Katie considers herself a ‘positive person’ but admits it can be upsetting to see the ‘apathy and a lack of trust’ people now have in politicians. ‘I think most politicians on both sides go in for the right reasons.’ For Katie there must be cross-party work and pragmatism: ‘Let's be respectful. Let's be grown up. As humans, you know, we have got more in common. There are big challenges that we all know, climate change is a big challenge, social care is a big challenge, and AI is a big challenge. But there are also opportunities within those. Let’s try and work together on some of those, let's try and build a discord where we can have that conversation even if you have an alternative answer, as opposed to just stoking up division.’ 

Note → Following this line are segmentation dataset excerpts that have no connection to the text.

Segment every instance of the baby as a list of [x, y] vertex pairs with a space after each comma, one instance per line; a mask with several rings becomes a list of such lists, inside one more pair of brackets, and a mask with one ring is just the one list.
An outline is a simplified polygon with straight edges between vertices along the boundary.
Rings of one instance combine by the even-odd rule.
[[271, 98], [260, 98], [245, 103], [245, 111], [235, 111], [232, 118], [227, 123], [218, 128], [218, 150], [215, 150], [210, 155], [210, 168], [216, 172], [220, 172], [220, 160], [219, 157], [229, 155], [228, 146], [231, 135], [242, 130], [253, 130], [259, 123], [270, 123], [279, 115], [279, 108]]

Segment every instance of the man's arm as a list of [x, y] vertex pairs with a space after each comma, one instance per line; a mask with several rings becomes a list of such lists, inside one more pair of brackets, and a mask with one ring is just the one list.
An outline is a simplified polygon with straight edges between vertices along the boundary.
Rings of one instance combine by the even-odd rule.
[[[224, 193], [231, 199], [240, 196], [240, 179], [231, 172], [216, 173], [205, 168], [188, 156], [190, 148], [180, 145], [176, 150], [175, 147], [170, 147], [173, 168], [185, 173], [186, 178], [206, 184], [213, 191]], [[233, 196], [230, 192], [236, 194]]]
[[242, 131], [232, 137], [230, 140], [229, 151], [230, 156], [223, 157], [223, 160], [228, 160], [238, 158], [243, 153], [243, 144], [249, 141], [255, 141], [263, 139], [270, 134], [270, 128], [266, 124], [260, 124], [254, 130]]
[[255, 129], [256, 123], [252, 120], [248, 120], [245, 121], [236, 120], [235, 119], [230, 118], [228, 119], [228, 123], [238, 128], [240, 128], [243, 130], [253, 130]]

I ask Katie what gives her hope. ‘Rachel Reeves gives me hope. She genuinely gives me hope. I think she is a tough, strong, driven woman who is going to drive through discipline, get back some of that money from the COVID commission and get the money out to where it needs to be as soon as she possibly can. On the climate side, Rachel Reeves, Keir Starmer and Ed Miliband, that triangle, I think they all get it. And I think there's just a spirit within the country that people actually want change and are prepared to do things differently. People don't want this lack of honesty, they don't want this greed, they want something different. So I think there is a real opportunity for the Labour party.’ 


Katie has ‘been in the Labour party for twenty years’ but ‘wanted to step in now’. If Katie is elected she will only be the third female MP to sit in any of the Leeds seats following Alice Bacon in 1945 and Rachel Reeves in 2010. A fact she labels ‘astonishing’ and ‘baffling’. ‘I remember somebody saying to me, do you think you should go into parliament? Will they take you seriously?’ A question that a man with her credentials would likely not have been asked. 


It was important for Katie to represent the constituency where her family are from and where she herself grew up. She tells me about how she spent a lot of her childhood playing on Otley Chevin with her best friend. It’s evident from the way that she speaks how deeply embedded she is within the area, an antidote to the idea of detached politicians. Aside from her family history, she also just considers it a really ‘cool constituency’ and feels ‘very grateful’ to be able to stand to represent a place she loves so much. 


I ask her for any advice for students wanting to get stuck in: ‘Get involved! Come along. We’ll be canvassing pretty much every weekend from now until the election.’ Voting in the local elections on 2nd May is another way to show your support.


We’ve been talking so much that Katie hasn’t had a chance to finish the date bar that she bought. She wraps it up in a tissue to take with her, and says with a cheeky smile that it wouldn’t be good to have any food waste. Katie's energy is buoyant and I leave feeling excited about the impact this could have on the pessimism rife in politics.